前田建設工業と高知工科大学は、社会的課題の解決や社会インフラ分野における科学技術の振興と発展に寄与することを目的に、包括的連携協定を締結した。
大学の「知のネットワーク」と「発想力・空想力」で建設業にイノベーションを
この提携では、両者が保有する革新的なアイデアや技術を迅速に社会実装することを目指し、互いをサポートする体制を構築する。前田建設工業は、多様なパートナーとの協創により革新的技術や新ビジネスの実現を目指す場として、2018年12月に茨城県取手市で「ICI総合センター ICIラボ」を開設。ここを拠点にして、高知工科大学の「知のネットワーク」と「発想力・空想力」、さらには協創パートナーの力を結集し、社会課題の解決を強力に推進していく。
包括的連携協定では、1.共同研究プロジェクトの推進、2.連携促進マッチング活動と技術指導、3.教育および人材育成、4.高知工科大学に所属する学生のインターンシップ、5.社会貢献、6.上記目的を達成するために必要な事項の6項目を取り交わした。
今後は、前田建設工業をはじめ、同社が支援するベンチャー企業などが、高知工科大学の学術指導を受けられるようになる。協定締結を機に、大学内にはICI総合センターの分室を開設し、ICI総合センターと専用回線のテレビ会議システムで結び、いつでも学術指導や会議などが開催できる体制を整えた。

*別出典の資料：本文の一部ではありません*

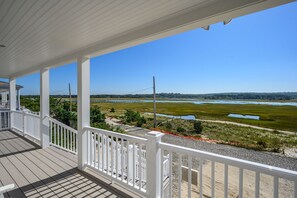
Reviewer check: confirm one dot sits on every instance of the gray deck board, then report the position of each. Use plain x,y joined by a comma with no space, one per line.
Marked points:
49,172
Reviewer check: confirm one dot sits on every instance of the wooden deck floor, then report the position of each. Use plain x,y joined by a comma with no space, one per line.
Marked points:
48,172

同社では、高知工科大学が持つ多様な分野にまたがる「知のネットワーク」を有効に活用しながら、学生が持つ「自由な空想力、発想力」をイノベーションにつなげていく。その一環として、高知工科大学の学生を対象に、社会課題を解決するための独創的、または革新的なアイデアを募集する「イノベーションアワード」を実施し、優秀な提案に対しては、実現に向けて全面的に支援するという。
また、高知県における社会的課題には、オープンイノベーションで育て上げたアイデアや技術を社会実装できれば、その成果を広く日本国内へ展開していくことも見据える。
2019年1月30日に行われた高知工科大学での調印式で、高知工科大学 磯部雅彦学長は「この協定には、高知県の産業の活性化も図れるというメリットがあり、大学、前田建設工業、高知県の産業界も含めた、WIN-WIN-WINの関係が構築できる」と期待を寄せるコメントを残した。